One final point. It's important to note that it isn't necessarily a bottoming out of the nutrients that causes the deficiency effects. Less than perfect flow and distribution within the tank contributes to failure due to the inability of the flow to efficiently and homogeneously deliver the nutrient concentration to the surface of the leaf. The plant itself may also be inefficient if they are in less than perfect health so their uptake mechanism(s) may require higher concentrations to uptake properly. Other effects such as lighting, temperature and other factors conspire to stifle perfect uptake.

Cheers,


----------



## a1Matt (8 Sep 2008)

ceg4048 said:
			
		

> Both Matt and Mick bring up significant points that we've been trying to emphasize for what seems like an eternity.

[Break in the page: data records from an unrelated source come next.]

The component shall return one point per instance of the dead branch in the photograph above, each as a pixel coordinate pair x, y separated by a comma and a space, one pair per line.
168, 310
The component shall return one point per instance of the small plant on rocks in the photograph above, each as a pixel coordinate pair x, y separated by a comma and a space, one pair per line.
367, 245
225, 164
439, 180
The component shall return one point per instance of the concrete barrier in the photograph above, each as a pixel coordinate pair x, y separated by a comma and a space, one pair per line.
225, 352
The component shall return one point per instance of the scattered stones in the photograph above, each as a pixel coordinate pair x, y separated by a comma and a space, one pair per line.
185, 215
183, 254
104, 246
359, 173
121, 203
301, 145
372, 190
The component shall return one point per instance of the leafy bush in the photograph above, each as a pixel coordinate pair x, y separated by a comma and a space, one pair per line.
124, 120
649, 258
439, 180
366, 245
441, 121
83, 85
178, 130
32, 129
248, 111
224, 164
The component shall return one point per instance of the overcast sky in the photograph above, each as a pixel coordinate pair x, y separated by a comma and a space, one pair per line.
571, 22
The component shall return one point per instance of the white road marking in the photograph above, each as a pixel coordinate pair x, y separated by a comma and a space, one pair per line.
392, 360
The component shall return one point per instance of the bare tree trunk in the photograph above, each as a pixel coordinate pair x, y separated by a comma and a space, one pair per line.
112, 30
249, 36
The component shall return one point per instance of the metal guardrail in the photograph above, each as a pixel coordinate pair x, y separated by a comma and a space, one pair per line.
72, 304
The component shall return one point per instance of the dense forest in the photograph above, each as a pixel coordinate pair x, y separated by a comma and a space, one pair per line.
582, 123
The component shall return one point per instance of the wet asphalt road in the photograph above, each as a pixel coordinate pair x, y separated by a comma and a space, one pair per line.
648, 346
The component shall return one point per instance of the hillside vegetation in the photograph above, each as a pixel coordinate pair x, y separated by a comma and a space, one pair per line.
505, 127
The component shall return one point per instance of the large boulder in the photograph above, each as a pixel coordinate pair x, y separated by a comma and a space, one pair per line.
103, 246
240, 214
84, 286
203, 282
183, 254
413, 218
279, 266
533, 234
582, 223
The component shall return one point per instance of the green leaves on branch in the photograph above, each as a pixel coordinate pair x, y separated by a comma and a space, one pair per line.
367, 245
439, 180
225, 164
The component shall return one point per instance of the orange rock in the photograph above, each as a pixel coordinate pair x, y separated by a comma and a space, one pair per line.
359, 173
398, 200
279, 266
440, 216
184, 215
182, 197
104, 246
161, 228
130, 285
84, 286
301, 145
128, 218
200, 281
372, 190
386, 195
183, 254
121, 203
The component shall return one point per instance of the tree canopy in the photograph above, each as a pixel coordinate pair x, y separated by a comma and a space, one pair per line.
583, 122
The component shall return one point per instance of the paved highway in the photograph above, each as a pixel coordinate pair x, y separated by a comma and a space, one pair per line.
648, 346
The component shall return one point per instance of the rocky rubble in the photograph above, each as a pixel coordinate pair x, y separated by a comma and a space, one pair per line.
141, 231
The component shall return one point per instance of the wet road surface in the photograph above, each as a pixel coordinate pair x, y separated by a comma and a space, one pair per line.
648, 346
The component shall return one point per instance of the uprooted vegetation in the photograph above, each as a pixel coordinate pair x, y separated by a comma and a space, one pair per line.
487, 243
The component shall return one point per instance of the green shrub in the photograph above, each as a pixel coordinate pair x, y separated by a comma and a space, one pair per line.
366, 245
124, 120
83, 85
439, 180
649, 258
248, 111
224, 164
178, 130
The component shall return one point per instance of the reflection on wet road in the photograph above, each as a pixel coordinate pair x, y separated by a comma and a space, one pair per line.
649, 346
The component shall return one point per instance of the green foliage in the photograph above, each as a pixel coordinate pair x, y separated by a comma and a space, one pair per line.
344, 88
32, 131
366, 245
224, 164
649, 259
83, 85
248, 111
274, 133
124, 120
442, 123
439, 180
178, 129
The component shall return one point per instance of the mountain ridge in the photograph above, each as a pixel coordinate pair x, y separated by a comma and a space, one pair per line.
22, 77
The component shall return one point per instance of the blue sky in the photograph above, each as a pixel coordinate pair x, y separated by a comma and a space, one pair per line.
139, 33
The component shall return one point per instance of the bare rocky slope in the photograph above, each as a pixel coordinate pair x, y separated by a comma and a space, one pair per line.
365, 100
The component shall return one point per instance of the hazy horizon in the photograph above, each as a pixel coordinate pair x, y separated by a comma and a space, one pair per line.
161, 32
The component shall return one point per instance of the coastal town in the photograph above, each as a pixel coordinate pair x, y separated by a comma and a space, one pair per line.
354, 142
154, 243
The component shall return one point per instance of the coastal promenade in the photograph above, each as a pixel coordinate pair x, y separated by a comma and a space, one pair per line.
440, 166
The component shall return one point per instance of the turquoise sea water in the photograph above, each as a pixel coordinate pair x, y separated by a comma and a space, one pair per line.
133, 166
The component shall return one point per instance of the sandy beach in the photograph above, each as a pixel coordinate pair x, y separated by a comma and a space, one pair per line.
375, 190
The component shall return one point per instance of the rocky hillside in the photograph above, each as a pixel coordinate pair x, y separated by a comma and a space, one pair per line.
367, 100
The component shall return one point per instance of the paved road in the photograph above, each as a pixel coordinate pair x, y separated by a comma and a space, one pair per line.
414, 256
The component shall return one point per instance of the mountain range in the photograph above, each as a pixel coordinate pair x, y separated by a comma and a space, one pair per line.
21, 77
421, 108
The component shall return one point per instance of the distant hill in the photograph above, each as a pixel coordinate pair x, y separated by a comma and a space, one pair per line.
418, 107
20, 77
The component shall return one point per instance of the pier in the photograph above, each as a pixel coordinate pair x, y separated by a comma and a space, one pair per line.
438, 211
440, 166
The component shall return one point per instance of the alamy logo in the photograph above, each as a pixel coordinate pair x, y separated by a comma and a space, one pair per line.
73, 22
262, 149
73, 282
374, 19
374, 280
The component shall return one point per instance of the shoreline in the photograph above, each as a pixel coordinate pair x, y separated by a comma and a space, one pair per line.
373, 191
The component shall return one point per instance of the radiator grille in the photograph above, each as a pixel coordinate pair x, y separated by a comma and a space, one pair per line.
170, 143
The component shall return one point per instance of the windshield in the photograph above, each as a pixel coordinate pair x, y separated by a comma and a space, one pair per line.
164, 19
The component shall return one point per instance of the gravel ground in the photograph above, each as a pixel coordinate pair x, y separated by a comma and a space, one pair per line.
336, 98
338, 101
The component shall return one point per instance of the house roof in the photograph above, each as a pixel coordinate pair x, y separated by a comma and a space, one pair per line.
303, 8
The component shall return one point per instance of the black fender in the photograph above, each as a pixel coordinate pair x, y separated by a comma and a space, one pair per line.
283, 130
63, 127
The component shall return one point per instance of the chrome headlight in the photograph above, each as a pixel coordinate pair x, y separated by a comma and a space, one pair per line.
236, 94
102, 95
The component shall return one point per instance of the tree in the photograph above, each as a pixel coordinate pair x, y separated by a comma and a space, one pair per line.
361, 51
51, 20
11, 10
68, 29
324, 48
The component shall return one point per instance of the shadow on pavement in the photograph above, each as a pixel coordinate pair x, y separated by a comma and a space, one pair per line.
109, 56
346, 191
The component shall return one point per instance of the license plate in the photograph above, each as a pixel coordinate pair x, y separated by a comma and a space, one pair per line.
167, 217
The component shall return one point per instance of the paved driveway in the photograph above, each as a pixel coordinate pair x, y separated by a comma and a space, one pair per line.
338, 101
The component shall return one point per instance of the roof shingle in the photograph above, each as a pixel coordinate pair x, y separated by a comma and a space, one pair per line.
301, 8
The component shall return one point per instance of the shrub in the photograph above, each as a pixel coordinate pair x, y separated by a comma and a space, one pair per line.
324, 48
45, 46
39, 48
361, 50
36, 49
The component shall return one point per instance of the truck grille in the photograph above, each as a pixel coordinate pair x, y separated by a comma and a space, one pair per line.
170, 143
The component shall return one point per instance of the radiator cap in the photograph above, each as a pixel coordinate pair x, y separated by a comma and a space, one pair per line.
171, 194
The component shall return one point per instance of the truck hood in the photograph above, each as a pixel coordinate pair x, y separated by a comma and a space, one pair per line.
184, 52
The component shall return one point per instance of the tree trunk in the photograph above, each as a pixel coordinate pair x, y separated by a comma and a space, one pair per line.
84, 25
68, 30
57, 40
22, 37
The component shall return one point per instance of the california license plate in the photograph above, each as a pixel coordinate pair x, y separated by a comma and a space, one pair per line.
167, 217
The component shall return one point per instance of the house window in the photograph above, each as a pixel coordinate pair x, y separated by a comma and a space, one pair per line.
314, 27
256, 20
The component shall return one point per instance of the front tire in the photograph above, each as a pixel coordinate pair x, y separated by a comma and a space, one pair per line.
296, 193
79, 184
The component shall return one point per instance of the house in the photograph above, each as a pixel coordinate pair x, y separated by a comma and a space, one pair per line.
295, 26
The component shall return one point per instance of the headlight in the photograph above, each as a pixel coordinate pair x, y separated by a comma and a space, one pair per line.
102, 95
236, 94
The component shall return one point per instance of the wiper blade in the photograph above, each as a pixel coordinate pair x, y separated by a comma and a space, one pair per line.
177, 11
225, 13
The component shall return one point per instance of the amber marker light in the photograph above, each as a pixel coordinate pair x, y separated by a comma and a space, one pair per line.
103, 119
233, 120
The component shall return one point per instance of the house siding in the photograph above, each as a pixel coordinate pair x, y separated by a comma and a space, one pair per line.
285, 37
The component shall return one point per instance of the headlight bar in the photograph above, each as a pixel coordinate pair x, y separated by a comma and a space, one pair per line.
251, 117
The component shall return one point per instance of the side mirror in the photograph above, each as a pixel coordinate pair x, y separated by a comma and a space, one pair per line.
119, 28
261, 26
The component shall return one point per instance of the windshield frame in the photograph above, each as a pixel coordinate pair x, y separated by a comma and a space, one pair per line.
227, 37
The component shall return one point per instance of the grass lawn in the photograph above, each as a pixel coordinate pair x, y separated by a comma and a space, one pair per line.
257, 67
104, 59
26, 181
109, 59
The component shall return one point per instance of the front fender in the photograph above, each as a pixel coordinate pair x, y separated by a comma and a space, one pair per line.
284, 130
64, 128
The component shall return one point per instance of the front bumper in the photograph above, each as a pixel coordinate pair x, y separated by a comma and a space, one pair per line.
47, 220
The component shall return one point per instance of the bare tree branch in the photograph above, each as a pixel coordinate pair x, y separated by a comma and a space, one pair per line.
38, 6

Yes! and I have been reading it all along and thinking... 'oh that doesn't apply to me I dose EI and do it all properly'. Doh!



			
				ceg4048 said:
			
		

> The first is Matt's observation of his plant's condition prior to noting the color of the dropchecker. In fact, this is actually a good thing as it shows that if we're going to develop tunnel vision, it's better that the tunnel be pointed squarely at the plant's condition and not at a test device.

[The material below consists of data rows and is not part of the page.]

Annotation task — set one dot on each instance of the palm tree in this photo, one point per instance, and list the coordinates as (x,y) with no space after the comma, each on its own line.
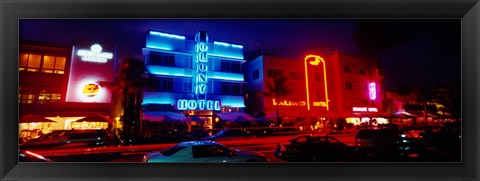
(278,89)
(133,78)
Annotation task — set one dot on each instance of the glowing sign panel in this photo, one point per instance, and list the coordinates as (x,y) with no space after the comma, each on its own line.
(91,90)
(201,61)
(95,54)
(365,109)
(288,103)
(316,62)
(184,104)
(372,91)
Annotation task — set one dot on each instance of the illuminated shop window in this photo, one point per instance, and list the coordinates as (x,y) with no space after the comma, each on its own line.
(256,74)
(49,94)
(187,85)
(296,75)
(162,59)
(348,86)
(210,87)
(53,64)
(231,88)
(230,66)
(29,62)
(163,84)
(188,61)
(318,77)
(272,73)
(27,94)
(50,64)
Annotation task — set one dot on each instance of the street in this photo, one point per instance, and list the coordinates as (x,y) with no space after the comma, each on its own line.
(265,145)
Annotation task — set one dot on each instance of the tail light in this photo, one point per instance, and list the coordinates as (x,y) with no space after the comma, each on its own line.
(281,148)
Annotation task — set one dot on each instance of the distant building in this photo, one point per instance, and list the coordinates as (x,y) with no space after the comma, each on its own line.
(61,82)
(193,75)
(336,85)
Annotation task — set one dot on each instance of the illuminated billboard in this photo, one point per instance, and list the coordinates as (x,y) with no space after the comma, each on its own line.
(91,64)
(316,82)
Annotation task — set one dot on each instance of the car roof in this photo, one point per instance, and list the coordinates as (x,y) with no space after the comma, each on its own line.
(194,143)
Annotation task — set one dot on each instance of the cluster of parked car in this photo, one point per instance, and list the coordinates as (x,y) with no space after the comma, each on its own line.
(380,143)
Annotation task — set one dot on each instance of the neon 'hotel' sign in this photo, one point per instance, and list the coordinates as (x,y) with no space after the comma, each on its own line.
(200,79)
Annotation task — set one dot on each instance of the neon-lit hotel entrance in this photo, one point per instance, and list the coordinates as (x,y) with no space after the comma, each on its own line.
(321,88)
(194,77)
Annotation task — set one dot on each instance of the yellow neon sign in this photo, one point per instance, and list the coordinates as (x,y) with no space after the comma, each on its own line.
(317,61)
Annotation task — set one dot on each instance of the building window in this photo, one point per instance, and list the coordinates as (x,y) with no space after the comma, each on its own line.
(210,87)
(348,85)
(296,75)
(361,71)
(163,84)
(317,76)
(30,62)
(256,74)
(230,66)
(49,94)
(33,63)
(27,94)
(163,59)
(53,64)
(273,73)
(187,85)
(231,88)
(188,61)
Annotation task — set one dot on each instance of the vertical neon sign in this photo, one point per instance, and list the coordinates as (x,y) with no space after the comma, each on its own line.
(317,61)
(201,62)
(372,90)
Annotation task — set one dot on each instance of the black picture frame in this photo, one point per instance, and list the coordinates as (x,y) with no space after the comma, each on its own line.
(12,11)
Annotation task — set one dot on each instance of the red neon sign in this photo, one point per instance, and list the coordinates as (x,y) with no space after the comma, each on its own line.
(316,62)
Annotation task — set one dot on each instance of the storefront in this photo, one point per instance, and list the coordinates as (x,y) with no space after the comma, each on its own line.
(320,88)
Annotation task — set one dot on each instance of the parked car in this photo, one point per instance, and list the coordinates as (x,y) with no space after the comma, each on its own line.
(202,151)
(315,148)
(447,137)
(28,156)
(230,134)
(70,138)
(165,136)
(388,143)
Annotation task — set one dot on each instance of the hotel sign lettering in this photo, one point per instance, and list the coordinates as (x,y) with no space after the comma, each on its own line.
(200,79)
(297,103)
(184,104)
(364,109)
(201,62)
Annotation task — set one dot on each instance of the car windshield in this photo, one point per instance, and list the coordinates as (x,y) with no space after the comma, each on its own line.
(172,150)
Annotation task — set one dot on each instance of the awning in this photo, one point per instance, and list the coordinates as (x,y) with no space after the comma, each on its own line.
(163,116)
(374,114)
(33,118)
(235,117)
(96,118)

I agree! It's just a shame that my swords now have a scattering of small holes in them   



			
				ceg4048 said:
			
		

> One final point. It's important to note that it isn't necessarily a bottoming out of the nutrients that causes the deficiency effects. Less than perfect flow and distribution within the tank contributes to failure due to the inability of the flow to efficiently and homogeneously deliver the nutrient concentration to the surface of the leaf. The plant itself may also be inefficient if they are in less than perfect health so their uptake mechanism(s) may require higher concentrations to uptake properly. Other effects such as lighting, temperature and other factors conspire to stifle perfect uptake.
> 
> Cheers,



I'd forgotten about that (my thinking had accounted for increased biomass and then stopped there)

Clive you really are a star  8)  Thankyou!


----------



## mick b (8 Sep 2008)

ceg4048 said:
			
		

> This is why beginners fail when they are brainwashed into being mesmerized by their test kit readings and blindly follow it's advice despite what their own eyes tell them. Mick's observation confirms this and he is no longer a victim of phosphate hating propaganda. R.I.P test kit...
> Cheers,



Thanks Clive,
See we were listening   

I've been VERY sceptical about the accuracy of 'Hobby drop-tests' since spending a year trying to reduce nitrates, only to find (when tested by my water supplier) that my test kit registers X2 (yes 100% inaccurate!!  ).

So, now, with this excellent support, I will trust my eyes!

Many thanks, just starting to get there  ,  Mick B


----------